Unlike some other social media outlets, getting data from Twitter is a relatively easy task. There are, however, some considerations to keep in mind if you are interested in getting and using tweets as a data source:
This guide is not an exhaustive guide for using Twitter as raw material for research. Instead, it is an introduction to getting data from Twitter. For an excellent introduction to using Twitter as a data sources, consider reading the book Twitter as Data, written by Zachary C. Steinert-Threlkeld and published by Cambridge University Press. This title covers a lot of the ins and outs of working with data from Twitter and is well worth the time to read.
Twitter has multiple APIs (Application Programming Interfaces) that you can use to access and download tweets. One is Twitter's REST (Representational State Transfer) API, which you can use to access past tweets and information from profiles of Twitter users. With this API, you can search for tweets on particular topics, but you are limited to tweets from the past 6-9 days. This API will also let you get tweets from a specific account. Here, you can get data further back in time, but only up to a maximum of 3200 tweets. Twitter also has a "streaming" API for collecting tweets in real time. This API provides you with a sample of up to 1% of the total volume of tweets.

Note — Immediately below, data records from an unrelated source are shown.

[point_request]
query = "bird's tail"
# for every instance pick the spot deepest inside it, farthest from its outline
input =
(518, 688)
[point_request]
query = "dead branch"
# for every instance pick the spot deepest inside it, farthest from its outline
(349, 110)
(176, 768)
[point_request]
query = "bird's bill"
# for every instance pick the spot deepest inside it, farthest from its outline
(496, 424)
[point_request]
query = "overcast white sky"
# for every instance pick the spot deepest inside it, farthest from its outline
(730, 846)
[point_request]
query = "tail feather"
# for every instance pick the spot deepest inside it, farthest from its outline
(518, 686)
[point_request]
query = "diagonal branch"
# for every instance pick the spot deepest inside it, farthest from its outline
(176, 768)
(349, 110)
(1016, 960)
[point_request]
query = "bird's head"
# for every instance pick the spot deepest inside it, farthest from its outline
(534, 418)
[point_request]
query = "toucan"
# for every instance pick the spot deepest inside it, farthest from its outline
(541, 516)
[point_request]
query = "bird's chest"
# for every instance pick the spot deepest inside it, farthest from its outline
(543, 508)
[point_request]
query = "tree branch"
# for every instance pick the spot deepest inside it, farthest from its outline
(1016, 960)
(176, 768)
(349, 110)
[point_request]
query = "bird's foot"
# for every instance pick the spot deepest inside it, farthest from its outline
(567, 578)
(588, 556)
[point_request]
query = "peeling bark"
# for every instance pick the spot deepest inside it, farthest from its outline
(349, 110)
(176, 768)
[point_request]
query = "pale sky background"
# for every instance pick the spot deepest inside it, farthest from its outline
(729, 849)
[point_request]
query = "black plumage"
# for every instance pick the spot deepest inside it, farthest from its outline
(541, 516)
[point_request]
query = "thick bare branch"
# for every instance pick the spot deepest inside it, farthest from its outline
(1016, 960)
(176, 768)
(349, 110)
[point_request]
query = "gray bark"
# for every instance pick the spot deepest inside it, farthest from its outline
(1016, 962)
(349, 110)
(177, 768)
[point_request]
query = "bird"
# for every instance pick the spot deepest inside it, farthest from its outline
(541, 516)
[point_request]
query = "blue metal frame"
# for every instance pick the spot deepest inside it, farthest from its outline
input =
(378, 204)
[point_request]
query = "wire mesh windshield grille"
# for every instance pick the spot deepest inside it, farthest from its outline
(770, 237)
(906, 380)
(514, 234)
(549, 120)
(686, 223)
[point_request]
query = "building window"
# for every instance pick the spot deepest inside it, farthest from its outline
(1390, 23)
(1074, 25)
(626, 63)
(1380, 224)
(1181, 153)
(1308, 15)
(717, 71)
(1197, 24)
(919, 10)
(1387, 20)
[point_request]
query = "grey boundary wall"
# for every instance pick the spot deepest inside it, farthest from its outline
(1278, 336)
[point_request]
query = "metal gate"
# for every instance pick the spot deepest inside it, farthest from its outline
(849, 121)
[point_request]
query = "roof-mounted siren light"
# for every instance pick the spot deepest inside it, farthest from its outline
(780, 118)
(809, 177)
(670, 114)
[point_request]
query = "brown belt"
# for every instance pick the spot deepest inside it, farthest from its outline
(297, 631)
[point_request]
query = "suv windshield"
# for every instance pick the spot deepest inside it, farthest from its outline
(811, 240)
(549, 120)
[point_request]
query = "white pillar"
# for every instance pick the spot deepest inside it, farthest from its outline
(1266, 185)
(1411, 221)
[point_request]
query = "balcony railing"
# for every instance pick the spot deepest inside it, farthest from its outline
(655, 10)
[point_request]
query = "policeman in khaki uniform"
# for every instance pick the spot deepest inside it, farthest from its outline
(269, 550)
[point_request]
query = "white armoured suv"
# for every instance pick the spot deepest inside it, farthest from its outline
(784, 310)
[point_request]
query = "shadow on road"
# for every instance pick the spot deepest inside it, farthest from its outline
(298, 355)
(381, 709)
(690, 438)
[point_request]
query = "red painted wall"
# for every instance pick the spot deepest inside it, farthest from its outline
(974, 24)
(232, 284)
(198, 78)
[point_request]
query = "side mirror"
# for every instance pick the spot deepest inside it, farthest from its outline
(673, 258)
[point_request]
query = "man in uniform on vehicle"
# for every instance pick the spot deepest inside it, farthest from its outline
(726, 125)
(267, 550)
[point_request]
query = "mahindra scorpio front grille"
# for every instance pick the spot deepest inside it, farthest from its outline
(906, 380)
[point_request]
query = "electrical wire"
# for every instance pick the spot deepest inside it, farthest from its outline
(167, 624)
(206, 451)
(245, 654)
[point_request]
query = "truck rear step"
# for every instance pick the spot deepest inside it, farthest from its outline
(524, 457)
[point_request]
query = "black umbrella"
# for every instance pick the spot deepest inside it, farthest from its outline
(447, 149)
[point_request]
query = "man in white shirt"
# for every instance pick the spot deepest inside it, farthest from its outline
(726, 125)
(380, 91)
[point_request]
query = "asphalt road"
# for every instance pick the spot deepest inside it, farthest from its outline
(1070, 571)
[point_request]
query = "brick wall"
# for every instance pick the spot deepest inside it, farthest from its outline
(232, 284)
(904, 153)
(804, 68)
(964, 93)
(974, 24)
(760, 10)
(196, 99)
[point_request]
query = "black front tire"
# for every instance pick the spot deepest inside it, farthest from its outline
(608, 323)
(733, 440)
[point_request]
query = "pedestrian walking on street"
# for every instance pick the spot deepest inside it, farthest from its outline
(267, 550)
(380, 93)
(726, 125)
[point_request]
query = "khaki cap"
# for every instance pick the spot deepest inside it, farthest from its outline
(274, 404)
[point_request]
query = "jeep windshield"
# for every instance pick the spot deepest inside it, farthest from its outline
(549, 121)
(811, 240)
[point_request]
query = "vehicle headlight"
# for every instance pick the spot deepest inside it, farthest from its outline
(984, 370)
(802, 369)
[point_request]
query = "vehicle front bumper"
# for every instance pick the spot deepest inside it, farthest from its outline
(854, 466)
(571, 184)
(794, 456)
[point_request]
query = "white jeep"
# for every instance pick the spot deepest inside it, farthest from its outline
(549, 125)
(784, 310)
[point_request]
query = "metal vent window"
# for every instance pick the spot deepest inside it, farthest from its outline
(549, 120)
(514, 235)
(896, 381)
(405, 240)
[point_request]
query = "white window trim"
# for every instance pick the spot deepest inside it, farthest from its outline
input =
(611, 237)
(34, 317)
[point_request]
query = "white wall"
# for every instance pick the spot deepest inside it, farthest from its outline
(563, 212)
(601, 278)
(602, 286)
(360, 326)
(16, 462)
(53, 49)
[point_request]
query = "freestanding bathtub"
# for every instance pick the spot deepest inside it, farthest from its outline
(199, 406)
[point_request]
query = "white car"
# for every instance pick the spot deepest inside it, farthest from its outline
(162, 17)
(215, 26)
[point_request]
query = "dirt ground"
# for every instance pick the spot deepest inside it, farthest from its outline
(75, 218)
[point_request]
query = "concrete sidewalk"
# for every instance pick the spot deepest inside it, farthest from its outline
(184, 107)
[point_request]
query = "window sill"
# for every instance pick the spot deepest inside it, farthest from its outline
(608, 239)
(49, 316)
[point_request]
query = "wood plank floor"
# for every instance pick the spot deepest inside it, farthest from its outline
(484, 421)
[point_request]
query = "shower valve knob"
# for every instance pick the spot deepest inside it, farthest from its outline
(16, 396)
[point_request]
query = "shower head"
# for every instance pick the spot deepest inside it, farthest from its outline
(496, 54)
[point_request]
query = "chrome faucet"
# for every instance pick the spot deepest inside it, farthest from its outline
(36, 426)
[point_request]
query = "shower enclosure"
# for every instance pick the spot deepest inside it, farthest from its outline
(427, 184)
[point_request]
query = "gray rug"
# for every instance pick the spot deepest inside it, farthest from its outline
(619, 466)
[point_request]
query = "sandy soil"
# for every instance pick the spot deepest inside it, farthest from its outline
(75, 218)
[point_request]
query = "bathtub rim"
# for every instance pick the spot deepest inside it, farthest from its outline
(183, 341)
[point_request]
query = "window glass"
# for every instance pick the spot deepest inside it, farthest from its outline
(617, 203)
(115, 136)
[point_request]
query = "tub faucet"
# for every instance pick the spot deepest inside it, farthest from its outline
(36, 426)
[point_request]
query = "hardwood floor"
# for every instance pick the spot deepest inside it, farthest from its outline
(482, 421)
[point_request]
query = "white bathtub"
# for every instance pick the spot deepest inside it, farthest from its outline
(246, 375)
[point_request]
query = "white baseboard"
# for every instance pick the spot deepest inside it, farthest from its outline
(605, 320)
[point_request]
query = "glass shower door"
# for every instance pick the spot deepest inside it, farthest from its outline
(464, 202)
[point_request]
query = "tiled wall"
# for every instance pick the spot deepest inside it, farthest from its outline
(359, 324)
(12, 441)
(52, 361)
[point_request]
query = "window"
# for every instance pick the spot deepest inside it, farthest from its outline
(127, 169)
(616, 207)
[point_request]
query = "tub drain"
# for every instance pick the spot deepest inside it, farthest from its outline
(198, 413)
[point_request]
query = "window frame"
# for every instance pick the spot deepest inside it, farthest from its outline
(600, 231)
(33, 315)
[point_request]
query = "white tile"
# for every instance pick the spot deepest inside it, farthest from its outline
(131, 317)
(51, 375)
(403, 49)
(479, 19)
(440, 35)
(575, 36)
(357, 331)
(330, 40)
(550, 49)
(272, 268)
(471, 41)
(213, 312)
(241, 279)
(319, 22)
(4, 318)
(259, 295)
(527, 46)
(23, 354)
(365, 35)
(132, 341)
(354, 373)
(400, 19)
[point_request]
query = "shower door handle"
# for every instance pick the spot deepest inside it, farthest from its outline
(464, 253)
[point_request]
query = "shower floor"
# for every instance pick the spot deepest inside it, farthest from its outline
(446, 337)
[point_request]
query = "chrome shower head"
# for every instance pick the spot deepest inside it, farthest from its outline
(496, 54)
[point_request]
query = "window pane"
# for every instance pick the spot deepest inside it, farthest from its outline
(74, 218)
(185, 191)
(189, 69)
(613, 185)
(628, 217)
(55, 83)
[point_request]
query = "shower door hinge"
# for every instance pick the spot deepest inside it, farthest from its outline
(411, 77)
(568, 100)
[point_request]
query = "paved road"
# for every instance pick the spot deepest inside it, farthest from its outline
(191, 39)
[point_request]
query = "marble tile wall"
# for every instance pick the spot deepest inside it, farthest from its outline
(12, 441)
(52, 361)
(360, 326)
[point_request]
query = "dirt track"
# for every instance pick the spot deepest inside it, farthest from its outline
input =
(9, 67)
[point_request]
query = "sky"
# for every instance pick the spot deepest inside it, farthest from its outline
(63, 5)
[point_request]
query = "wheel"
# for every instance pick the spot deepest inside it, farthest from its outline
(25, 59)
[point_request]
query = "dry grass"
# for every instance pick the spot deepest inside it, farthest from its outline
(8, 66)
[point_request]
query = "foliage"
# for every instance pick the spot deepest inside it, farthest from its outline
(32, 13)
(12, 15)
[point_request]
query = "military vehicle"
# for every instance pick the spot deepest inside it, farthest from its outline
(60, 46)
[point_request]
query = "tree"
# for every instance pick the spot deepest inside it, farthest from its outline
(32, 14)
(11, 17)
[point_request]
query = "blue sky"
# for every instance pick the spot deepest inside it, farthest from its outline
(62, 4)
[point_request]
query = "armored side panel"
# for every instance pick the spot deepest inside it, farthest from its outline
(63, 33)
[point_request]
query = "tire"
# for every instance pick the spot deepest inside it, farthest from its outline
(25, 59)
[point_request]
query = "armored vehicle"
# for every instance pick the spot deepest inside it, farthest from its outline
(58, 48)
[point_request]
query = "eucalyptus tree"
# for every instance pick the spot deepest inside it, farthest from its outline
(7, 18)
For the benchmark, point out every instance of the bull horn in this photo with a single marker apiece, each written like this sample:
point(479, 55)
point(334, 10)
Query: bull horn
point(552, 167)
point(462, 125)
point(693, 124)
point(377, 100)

Twitter has also recently added a "Academic Research Product Tract", which provides free access to "historical" tweets upon application and approval. You can read more about this option here and here.
To make use of Twitter's APIs, you need to have a Twitter account. You also need to get the appropriate credentials from Twitter - see https://apps.twitter.com/.
Here are some useful tools for collecting data from Twitter:
George Washington University's "Where to get Twitter data for academic research" has other suggestions for tools to use in collecting tweets and is, in general, a good primer on options for how/where to get data from Twitter.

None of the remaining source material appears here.